Données issues du journal mensuel de mai 2018 « Le particulier immobilier) rédigé par la Journaliste : MARIANNE BERTRAND

Un bonus/malus écologique des logements ? New house immobilier
Un bonus/malus écologique des logements ?

Notre ministre de la Transition écologique Nicolas Hulot, affirme répondre à cette question avant l'été.

Le gouvernement, qui réfléchit à un système de bonus-malus appliqué sur la taxe foncière ou lors de la vente des logements en fonction de leur performance énergétique, tranchera normalement sur la question avant l'été. "Je ne veux pas l'imposer mais moi j'y suis plutôt favorable", a déclaré vendredi sur RTL le ministre de la Transition écologique, qui a précisé que la question serait tranchée "avant l'été".

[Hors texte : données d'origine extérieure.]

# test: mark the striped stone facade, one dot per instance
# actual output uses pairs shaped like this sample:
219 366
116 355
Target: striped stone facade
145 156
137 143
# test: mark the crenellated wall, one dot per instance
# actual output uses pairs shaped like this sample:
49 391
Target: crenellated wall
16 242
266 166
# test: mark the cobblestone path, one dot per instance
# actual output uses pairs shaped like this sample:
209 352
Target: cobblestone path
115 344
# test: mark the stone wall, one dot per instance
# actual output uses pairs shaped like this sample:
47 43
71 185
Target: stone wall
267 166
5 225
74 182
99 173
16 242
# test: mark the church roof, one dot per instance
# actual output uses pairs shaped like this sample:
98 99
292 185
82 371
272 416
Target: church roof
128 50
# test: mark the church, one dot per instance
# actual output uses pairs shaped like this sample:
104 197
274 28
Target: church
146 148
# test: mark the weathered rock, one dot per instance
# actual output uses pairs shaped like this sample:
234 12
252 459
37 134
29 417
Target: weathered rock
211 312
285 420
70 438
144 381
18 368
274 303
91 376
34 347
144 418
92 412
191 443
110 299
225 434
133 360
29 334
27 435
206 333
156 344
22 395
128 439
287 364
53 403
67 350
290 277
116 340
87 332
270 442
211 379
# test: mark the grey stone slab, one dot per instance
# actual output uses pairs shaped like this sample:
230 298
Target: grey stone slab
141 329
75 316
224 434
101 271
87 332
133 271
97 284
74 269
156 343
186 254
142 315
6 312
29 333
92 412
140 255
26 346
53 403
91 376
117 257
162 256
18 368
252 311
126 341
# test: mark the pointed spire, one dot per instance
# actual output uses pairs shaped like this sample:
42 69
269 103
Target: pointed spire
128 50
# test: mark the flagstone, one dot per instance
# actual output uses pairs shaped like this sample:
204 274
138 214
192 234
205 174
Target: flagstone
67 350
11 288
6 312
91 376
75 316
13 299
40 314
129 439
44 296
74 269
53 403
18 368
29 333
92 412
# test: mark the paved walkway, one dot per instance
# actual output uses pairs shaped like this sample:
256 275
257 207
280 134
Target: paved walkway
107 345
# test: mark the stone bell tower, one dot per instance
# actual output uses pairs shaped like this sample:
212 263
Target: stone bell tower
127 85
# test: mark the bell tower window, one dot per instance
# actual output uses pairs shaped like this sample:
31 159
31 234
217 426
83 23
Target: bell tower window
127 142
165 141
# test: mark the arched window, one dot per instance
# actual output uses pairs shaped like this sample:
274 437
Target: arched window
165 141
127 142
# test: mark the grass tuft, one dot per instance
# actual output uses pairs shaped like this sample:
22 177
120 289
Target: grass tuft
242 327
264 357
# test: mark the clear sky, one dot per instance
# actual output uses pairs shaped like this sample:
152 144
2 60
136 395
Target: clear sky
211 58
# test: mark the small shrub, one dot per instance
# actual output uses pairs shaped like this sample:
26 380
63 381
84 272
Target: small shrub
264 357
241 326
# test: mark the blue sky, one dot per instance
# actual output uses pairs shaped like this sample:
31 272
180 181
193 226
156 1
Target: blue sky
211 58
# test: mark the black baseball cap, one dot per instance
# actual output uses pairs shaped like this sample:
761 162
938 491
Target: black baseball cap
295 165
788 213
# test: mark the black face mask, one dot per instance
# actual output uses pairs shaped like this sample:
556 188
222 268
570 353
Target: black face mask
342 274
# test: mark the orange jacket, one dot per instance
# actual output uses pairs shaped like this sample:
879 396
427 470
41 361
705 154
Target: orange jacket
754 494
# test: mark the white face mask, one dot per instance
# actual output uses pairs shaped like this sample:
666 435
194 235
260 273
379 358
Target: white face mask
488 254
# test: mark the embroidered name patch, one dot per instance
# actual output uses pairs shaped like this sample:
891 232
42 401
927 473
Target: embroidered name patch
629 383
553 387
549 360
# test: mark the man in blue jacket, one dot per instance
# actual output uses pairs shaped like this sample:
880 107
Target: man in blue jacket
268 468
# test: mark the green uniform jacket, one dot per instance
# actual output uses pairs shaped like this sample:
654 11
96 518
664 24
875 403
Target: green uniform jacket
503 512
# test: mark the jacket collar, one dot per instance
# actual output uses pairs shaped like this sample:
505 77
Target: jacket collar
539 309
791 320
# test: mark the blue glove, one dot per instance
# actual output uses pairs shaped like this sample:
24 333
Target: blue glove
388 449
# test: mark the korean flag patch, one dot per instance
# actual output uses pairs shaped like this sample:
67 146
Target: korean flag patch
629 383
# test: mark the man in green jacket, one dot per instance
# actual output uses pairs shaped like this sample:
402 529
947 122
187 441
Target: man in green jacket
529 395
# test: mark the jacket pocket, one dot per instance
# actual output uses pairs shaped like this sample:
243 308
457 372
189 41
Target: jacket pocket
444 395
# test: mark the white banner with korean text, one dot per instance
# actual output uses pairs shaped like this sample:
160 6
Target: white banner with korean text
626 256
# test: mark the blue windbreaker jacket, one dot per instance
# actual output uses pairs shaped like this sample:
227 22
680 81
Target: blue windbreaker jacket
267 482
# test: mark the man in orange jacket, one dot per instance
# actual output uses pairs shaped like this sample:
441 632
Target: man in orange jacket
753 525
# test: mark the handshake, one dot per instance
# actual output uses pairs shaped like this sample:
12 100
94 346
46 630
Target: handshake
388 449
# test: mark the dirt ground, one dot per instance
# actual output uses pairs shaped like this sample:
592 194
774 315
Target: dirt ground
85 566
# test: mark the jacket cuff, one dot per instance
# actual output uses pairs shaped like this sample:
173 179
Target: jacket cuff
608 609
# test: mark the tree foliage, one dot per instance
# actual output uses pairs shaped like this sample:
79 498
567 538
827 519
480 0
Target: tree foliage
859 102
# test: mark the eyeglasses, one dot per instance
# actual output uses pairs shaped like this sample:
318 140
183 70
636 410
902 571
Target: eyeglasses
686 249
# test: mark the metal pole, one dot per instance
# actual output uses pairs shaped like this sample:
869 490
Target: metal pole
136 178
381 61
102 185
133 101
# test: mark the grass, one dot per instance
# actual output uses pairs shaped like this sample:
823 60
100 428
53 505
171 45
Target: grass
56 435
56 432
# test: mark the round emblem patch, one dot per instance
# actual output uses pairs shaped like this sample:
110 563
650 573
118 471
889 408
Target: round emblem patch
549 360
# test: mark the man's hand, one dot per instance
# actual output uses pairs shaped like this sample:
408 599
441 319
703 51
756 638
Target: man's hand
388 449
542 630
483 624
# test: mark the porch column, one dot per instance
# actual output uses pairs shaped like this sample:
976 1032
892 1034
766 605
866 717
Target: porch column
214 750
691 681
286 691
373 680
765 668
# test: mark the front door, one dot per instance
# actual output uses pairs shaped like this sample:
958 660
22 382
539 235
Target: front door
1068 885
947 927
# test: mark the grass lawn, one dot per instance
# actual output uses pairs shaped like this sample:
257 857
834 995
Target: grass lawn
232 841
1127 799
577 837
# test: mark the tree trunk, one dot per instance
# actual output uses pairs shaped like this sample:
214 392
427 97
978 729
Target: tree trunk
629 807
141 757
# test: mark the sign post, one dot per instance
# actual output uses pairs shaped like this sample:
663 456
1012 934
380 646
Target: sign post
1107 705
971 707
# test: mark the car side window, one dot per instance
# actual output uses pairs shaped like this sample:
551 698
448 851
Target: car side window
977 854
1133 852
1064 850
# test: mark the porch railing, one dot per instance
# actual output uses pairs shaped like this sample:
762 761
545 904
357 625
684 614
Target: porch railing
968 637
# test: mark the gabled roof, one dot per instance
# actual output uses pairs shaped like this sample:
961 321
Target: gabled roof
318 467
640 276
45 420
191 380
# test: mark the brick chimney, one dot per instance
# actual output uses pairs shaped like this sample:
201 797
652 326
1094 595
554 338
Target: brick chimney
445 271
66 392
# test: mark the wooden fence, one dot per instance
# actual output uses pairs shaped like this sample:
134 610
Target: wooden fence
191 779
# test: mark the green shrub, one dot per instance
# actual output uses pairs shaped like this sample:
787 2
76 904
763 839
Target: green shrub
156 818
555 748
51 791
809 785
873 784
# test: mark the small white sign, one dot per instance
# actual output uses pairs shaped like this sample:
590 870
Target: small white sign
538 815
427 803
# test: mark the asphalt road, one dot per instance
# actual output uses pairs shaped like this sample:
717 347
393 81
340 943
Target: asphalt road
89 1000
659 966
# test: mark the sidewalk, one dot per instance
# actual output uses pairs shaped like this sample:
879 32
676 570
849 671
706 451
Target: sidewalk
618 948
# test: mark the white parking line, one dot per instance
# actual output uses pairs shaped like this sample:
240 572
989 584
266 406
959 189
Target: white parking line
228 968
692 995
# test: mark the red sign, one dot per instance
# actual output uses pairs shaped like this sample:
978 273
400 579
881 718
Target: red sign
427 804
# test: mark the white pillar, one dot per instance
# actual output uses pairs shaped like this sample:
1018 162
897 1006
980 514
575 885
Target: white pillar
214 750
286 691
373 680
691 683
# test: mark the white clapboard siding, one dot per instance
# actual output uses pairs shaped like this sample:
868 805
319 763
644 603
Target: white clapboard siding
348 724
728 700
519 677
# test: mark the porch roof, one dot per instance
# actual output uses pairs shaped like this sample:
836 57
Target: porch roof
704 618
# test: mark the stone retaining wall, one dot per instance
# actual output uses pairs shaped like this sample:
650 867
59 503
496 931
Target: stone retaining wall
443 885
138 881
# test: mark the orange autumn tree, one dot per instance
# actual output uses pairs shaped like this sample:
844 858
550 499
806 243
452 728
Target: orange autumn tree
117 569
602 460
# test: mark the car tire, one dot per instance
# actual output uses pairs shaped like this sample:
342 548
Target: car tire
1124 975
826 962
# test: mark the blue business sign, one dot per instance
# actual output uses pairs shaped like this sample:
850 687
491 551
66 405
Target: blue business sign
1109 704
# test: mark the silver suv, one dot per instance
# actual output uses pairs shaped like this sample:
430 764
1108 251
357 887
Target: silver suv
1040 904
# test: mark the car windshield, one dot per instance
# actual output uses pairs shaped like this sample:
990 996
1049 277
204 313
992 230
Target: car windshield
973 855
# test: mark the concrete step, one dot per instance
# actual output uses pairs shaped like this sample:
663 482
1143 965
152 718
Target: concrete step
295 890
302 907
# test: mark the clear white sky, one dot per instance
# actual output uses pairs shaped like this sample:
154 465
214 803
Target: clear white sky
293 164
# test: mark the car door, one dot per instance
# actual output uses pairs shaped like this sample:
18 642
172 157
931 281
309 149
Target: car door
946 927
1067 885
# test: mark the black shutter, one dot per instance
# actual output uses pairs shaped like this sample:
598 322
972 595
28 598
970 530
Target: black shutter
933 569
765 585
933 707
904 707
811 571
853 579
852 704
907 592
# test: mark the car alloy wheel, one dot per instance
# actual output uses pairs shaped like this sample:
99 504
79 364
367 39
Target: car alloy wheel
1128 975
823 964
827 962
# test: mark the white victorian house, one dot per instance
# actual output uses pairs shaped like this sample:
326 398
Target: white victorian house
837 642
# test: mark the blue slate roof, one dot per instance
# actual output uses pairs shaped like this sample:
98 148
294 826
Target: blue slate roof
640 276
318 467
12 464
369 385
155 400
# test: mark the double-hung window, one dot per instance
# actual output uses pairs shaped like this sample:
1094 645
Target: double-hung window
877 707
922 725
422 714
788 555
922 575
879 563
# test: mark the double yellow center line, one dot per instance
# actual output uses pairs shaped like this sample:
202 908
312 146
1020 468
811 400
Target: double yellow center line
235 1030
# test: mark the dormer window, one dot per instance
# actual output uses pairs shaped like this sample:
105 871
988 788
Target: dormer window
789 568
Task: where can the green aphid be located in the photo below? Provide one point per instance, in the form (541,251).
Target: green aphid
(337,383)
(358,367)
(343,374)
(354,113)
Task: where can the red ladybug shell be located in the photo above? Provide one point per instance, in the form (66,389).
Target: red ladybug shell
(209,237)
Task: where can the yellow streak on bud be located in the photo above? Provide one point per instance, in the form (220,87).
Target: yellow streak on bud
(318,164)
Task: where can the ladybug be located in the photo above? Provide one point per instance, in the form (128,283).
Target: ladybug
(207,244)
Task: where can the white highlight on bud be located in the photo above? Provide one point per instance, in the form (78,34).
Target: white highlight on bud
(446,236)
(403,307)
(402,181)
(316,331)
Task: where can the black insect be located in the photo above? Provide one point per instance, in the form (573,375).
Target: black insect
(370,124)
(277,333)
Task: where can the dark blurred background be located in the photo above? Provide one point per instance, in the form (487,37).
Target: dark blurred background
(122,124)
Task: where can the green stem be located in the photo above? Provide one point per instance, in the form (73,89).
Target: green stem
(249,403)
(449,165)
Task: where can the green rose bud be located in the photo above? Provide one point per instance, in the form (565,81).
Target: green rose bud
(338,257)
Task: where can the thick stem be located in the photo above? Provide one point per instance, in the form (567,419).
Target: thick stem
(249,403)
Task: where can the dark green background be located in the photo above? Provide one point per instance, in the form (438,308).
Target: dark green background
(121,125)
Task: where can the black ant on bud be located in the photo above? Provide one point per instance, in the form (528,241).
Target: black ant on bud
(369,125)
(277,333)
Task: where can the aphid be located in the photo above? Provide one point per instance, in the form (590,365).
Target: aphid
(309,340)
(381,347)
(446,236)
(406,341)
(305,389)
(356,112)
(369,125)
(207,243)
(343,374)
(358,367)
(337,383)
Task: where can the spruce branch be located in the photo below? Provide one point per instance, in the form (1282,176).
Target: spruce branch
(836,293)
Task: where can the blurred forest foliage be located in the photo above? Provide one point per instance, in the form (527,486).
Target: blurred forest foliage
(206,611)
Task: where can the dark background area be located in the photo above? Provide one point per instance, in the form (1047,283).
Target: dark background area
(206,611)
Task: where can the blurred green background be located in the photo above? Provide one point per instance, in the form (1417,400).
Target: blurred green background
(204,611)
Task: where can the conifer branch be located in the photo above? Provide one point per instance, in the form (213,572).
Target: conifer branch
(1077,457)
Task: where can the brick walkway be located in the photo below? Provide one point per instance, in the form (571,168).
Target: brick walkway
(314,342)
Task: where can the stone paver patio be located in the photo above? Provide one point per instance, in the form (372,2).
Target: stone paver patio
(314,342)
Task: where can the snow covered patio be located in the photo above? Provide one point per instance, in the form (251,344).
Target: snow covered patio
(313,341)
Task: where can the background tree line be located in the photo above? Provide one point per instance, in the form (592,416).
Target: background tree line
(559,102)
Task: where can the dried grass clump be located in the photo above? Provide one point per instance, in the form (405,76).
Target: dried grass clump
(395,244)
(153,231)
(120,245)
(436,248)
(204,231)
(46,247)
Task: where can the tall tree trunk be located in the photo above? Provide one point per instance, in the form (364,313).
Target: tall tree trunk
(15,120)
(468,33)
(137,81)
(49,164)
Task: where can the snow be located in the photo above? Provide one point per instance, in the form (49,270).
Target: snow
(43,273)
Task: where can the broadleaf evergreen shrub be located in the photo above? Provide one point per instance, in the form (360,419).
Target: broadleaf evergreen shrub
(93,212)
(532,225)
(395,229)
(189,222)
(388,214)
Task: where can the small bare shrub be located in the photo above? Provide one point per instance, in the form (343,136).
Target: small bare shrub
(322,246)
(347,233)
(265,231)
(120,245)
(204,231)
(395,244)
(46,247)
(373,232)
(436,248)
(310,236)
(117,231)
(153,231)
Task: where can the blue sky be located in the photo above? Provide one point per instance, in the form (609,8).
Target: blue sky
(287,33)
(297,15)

Nicolas Hulot a présenté son plan visant à encourager la rénovation des bâtiments publics et privés afin de réduire leur consommation d'énergie et les émissions de gaz à effet de serre. Ce bonus-malus "n'est pas dans le plan mais il est toujours à l'étude", a précisé le ministre. "Est-ce que c'est de l'incitation ou est-ce que c'est de l'obligation? C'est ça qu'on va regarder dans un temps très court", a-t-il affirmé. "Dans les semaines qui viennent on tranchera sur le meilleur dispositif", a-t-il ajouté.

Rénover 500.000 logements par an
La piste d'un bonus-malus avait irrité l'Union nationale des propriétaires immobiliers (UNPI), qui affirme que cela imposerait aux propriétaires "de nouvelles obligations lourdes". L'association de consommateurs UFC-Que Choisir soutenait en revanche l'instauration d'un bonus-malus pour inciter les bailleurs à entreprendre des travaux d'efficacité énergétique sur leurs biens en location.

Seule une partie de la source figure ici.